Since $f$ is a linear transformation, we can ask what its kernel and image is. If $f(e_i) = 0$ for all $i$, then $f$ is just the zero transformation, so it’s not so interesting. Otherwise $f(e_i) \neq 0$ for some $i$, so the image of $f$ is all of $\mathbb{R}$, because $\mathbb{R}$ is spanned by any nonzero vector. By the rank-nullity theorem, the kernel of $f$ has dimension $n - 1$. In other words, $f$ collapses a hyperplane (i.e. a subspace of dimension $n - 1$) to the point $0$. The kernel is a hyperplane.
Now notice that the kernel is the set of all vectors $v$ such that $f(v) = \langle v, u \rangle = 0$. In other words, it is the set of all vectors that are orthogonal to the vector $u$. This has a geometric interpretation. In $\mathbb{R}^3$, for example, the kernel would be the plane normal to the vector $u$.
Now you might say, “For any given plane, there are many vectors that are normal to it.
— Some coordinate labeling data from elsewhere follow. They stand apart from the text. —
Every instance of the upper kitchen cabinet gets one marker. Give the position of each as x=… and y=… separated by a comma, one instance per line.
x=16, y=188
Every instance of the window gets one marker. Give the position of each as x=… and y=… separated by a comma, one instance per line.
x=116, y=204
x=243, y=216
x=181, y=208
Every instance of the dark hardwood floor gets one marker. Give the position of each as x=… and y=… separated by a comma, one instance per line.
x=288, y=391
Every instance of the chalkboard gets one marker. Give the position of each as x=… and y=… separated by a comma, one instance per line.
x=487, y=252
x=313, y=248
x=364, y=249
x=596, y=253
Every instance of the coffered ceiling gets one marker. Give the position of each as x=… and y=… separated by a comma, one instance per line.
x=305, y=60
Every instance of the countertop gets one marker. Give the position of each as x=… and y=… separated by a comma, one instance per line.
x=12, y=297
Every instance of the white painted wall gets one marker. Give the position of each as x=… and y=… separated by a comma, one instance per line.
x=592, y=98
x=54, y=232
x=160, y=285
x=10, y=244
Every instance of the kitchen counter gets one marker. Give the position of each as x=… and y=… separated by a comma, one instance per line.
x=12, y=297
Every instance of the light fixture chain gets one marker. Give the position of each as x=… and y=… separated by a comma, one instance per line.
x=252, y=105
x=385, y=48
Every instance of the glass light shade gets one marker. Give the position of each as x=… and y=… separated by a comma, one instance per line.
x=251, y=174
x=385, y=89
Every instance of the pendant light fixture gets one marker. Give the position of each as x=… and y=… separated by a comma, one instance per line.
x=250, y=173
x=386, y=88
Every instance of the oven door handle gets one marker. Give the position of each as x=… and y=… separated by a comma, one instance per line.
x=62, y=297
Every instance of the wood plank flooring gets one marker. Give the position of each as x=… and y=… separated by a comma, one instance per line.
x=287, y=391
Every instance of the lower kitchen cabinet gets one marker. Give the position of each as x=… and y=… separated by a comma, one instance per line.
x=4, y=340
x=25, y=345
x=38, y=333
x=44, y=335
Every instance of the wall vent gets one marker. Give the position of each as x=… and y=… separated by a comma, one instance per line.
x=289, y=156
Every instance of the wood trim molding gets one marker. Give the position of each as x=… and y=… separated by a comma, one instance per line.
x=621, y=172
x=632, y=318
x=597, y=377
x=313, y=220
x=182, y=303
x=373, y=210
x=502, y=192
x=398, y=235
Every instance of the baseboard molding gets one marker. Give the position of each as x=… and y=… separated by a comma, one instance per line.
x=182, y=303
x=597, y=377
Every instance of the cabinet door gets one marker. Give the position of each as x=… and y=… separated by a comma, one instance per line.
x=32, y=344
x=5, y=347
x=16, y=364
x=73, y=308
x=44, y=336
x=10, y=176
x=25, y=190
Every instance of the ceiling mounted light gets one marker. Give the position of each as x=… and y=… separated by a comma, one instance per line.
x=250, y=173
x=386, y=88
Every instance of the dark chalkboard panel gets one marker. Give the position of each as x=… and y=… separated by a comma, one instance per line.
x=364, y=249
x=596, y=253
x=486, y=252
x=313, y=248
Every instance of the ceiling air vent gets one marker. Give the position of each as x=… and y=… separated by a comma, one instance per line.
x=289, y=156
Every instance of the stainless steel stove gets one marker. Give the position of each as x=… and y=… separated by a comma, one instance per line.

Yet the theorem says there is a unique vector $u$. In other words, you’ve shown existence, but you haven’t shown uniqueness.”
Here is some intuition for this in $\mathbb{R}^3$. Imagine picking a plane in $\mathbb{R}^3$ and then asking for one of its normal vectors. Say, the plane is the $xy$-plane, and a normal vector is $(0,0,1)$. Now define $f: \mathbb{R}^3 \to \mathbb{R}$ such that $f(e_1) = 0, f(e_2) = 0$ and $f(e_3) = 1$. This uniquely defines $f$, because we’ve specified what $f$ should do to a basis. Clearly $f(v) = \langle v, (f(e_1), f(e_2), f(e_3)) \rangle = \langle v, (0,0,1) \rangle = 0$ for all $v$ in the plane, because that’s what it means for the vector $(0,0,1)$ to be normal to the plane. However, you can imagine that we might have chosen a different normal vector to the plane. Say, suppose we chose $(0,0,5)$ instead. Then you can see that this in turn uniquely defines a different map $f’$. It is the map $f’$ that sends $e_1$ to $0$, $e_2$ to $0$, and $e_3$ to $5$. And so on: Any particular scaling of a normal vector will give you a unique linear map.
In general, we have uniqueness, because: If $f(v) = \langle v, u_1 \rangle = \langle v, u_2 \rangle$ for all $v$, then $\langle v, u_1 - u_2 \rangle = \langle v, u_1 \rangle - \langle v, u_2 \rangle = 0$ for all $v$. So for $v = u_1 - u_2$, we have $\langle u_1 - u_2, u_1 - u_2 \rangle = 0$. The only way we can have a vector whose inner product with itself is $0$ is if we have the zero vector. Hence $u_1 = u_2$, which shows uniqueness.